Por maior que seja a desorganização emocional, que por vezes possa causar grandes transtornos na vida afetiva de um sujeito, isso só poderá ser tratado adequadamente quando emergir como dor psíquica da qual esse sujeito se encontre capaz de lidar. “Faz-se necessária mínima tolerância, que seja, em sofrer a dor.” (Martino, 2018) Muitas vezes ele pode até sentir a dor emocional, entretanto pode ser que ainda não seja capaz de sofrer o processo de transformação. Assim como propõe Wilfred Bion (1897-1979) em ATENÇÃO E INTERPRETAÇÃO, “existem pessoas tão intolerantes à dor ou frustração (ou em quem a dor ou a frustração são tão intoleráveis), que elas sentem a dor, mas não a sofrem; assim, não é possível dizer que elas descobrem a dor.” (Bion, 1970)
Além disso, é necessário que o sujeito do sentimento, que na prática clínica ganha o nome de paciente (do Grego PATHE, “sentimento”) acredite e tenha o mínimo de esperança no processo psicoterapêutico. A psicanálise não pode ser aplicável àquele que não tenha a capacidade de estabelecer um vínculo bem sucedido com o analista, no que se denomina transferência positiva. E assim como nos orienta Sigmund Freud (1856 – 1939): “Tampouco é aplicável às pessoas que não sejam levadas à terapia por seu próprio sofrimento, mas antes submetem-se a ela apenas pela ordem autoritária de seus familiares.” (Freud, em SOBRE A PSICOTERAPIA, 1905 [1904])
Outro fator crucial para que a ajuda do psicoterapeuta possa ser profícua é a capacidade do sujeito do sentimento em renunciar aos benefícios que existem no fato de estar no estado que se encontra, no que popularmente chamamos de “zona de conforto”. Um exemplo disso é o auto castigo. Quando o sujeito carrega certo sentimento de culpa, pode buscar autopunição. Assim, por maior que possa ser a dor causada pela moléstia, a sensação de autopunição deve amenizar o sentimento de remorso. Deste modo, não será conveniente para sua configuração, livrá-lo do que causa a dor.
Sendo assim, fica claro que nem sempre qualquer pessoa pode se beneficiar de uma psicoterapia. Existem inúmeros fatores que impossibilitam, pelo menos em certo momento da vida do sujeito, que a psicanálise possa beneficiá-lo. “Apesar de a psicanálise estar aí para todos, nem todos estão aí para a psicanálise. Assim, penso serem necessários alguns atributos fundamentais, que definiriam o que poderíamos chamar de analisabilidade do candidato à paciente.” (Martino, 2018)

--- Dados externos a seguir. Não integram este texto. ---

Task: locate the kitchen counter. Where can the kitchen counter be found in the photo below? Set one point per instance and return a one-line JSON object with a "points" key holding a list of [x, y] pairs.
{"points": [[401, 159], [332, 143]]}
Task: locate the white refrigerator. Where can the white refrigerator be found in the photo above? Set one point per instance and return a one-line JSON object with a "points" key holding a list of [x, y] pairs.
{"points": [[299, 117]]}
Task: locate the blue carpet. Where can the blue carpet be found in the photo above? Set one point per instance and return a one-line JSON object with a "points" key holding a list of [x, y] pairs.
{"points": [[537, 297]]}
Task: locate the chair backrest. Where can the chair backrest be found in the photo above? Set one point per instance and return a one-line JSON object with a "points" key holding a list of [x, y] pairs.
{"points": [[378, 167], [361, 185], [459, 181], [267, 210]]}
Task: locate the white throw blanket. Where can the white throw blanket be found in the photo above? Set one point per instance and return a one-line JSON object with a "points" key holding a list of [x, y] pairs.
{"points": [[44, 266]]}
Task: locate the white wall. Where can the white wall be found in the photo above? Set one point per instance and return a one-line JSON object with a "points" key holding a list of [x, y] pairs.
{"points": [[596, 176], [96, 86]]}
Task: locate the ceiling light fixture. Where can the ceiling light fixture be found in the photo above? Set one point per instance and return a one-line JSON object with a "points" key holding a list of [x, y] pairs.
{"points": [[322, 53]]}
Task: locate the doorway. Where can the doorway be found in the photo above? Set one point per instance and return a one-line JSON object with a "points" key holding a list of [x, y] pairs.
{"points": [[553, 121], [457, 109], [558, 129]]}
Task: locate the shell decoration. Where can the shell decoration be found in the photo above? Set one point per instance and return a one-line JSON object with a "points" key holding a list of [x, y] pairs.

Ora, se por algum motivo o analista insiste em manter em análise um paciente que não apresenta um nível de analisabilidade suficiente, corre o risco de se sentir forçado a desejar por ele. Além da infecundidade no trabalho, a situação pode ainda se manifestar em vários dissabores, como a grande frequência de faltas e a dificuldade no acerto de honorários. Toda essa situação pode levar o analista a passar a questionar a própria capacidade, já que pode atribuir a si as falhas que possam estar impedindo o desenvolvimento do processo.
Para que possa oferecer um bom atendimento, o psicanalista carece estar em dia com a sustentação do tripé psicanalítico, que consiste em sua analise pessoal, supervisões sobre os casos que esteja atendendo e a dedicação aos estudos teóricos. São medidas que propiciam a qualificação do sujeito que se propõe a atender pacientes em psicanálise. Tendo essa dedicação em dia, o fator analisabilidade no candidato à paciente, ou seja, no sujeito do sentimento é fundamental. Para àquele que se encontra disponível à transformação, uma palavra é o suficiente. Contudo, para quem está fechado para isso, mil tentativas são inúteis.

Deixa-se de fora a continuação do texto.